CME Program Helps Clinicians Estimate Risk in Breast Cancer Patients

In a recent article in the Sacramento Bee, clinician decision tools accompanying a continuing medical education program will help with treatment decisions offering advanced treatment options for breast cancer patients.

The current guidelines list more than 20 regimens as options for adjuvant breast cancer treatment.  One option to help health professionals and patients with early cancer discuss the risks and benefits of getting additional therapy (adjuvant therapy: usually chemotherapy, hormone therapy, or both) after surgery is Adjuvant!Online.

The goal of Adjuvant! is to help health professionals make estimates of the risk of negative outcome (cancer related mortality or relapse) without systemic adjuvant therapy, estimates of the reduction of these risks afforded by therapy, and risks of side effects of the therapy. These estimates are based on information entered about individual patients and their tumors (for example, patient age, tumor size, nodal involvement, histologic grade, etc.) These estimates are then provided on printed sheets in simple graphical and text formats to be used in consultations.

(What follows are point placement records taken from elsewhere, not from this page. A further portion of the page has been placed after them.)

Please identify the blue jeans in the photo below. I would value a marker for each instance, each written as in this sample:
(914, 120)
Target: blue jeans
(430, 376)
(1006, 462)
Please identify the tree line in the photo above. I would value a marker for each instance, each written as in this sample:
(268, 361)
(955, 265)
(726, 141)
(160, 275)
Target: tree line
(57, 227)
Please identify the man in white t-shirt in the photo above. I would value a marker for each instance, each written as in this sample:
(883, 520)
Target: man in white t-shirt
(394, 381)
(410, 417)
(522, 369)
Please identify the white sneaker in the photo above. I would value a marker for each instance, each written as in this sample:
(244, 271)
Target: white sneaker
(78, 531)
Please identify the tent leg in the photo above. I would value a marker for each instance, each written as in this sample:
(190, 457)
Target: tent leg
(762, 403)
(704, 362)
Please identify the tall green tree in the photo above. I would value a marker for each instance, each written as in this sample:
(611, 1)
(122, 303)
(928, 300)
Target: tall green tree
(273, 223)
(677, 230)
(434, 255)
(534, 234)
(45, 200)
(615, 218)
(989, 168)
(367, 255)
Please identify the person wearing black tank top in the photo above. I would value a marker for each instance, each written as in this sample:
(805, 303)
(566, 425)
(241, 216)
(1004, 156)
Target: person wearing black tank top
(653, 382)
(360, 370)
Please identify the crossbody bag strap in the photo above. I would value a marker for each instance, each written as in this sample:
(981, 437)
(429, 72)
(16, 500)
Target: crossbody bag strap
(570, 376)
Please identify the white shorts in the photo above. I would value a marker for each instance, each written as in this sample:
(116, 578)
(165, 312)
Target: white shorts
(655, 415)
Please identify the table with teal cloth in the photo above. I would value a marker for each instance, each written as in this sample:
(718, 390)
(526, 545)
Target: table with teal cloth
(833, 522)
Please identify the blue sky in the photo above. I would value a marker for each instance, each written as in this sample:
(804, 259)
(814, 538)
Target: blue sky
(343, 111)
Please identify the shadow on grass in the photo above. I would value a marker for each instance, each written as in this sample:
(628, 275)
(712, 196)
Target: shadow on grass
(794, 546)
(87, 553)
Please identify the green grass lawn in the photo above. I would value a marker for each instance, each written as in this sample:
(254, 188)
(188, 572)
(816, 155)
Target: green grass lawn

Although Adjuvant!Online provides risk assessment based on patient characteristics and expected risk reduction, it lacks guidance on specific treatment choice.  To address this uncertainty in cancer treatment, Clinical Care Options (CCO), a leader in education for healthcare professionals, and several esteemed breast cancer experts, created an interactive, online tool for guiding choice of systemic adjuvant treatment (adj TX) for patients with early breast cancer (EBC).

Research on this online tool was recently presented at the American Society of Clinical Oncology (ASCO) annual meeting.  The poster was entitled, “Utilization and clinical practice impact of Abstract.” The program was supported by education grants from Genentech and Pfizer.

Methods and Study

Six experts made first and second treatment recommendations for 864 patient case variations based on age, menopausal status, nodes, tumor grade/size, and receptor status (HR, HER2). Their choices were incorporated into an interactive decision support tool.  Users of the tool entered specific patient characteristics and their own choice of therapy; then, expert recommendations were displayed for a patient case variation matching the user’s case, and users were asked if those recommendations impacted their treatment decision. Expert and participant responses were analyzed.

Essentially, the clinician simply enters specific patient and tumor characteristics, indicates what therapy he/she thinks is optimal, and then receives expert guidance from 6 faculty members on the optimal treatment for that specific patient


More than 2000 users accessed the tool, including 1043 physicians. When prompted, “Did the tool impact your adjuvant treatment decision?” 65% of physicians (n = 669) said “yes” for at least one case.

As a result, the researchers concluded that the tools “provide expert guidance on adjuvant treatment of breast cancer that positively impact clinicians’ treatment decisions and improve patient care.”

Peter Ravdin, MD, Ph.D., Director of the Breast Cancer Program, at the University of Texas Health Science Center at San Antonio, Texas, noted that the research showed “important differences between user choice of therapy and expert-recommended therapy.”

One notable difference was that clinicians using the tool made initial treatment choices of some regimens that were never selected by experts. For example, the regimen of cyclophosphamide- doxorubicin(AC)-paclitaxel administered every 3 weeks was selected in 20% of node-positive cases by participants, even though the evidence is clear that AC-paclitaxel weekly is a superior regimen.

Linda Coogle, President and Chief Operations Officer for CCO, recognized that by “using a combination of CCO’s complex technology and their sophisticated approach to medical education, they have not only identified gaps in clinician practice for breast cancer care but have also been able to provide long-needed access to 6 expert opinions on-demand right from the point of care in the form of this tool.”

Ultimately, with 65% of physician’s treatment choice impacted by this tool, it is clear that this commercially supported educational program positively affected clinicians’ treatment decisions and improved patient care.  This creative program, that was only possible due to the creative energy of an editorial team working with faculty and sophisticated technology, once again demonstrates the power and importance of continuing medical education (CME) for physicians and their patients.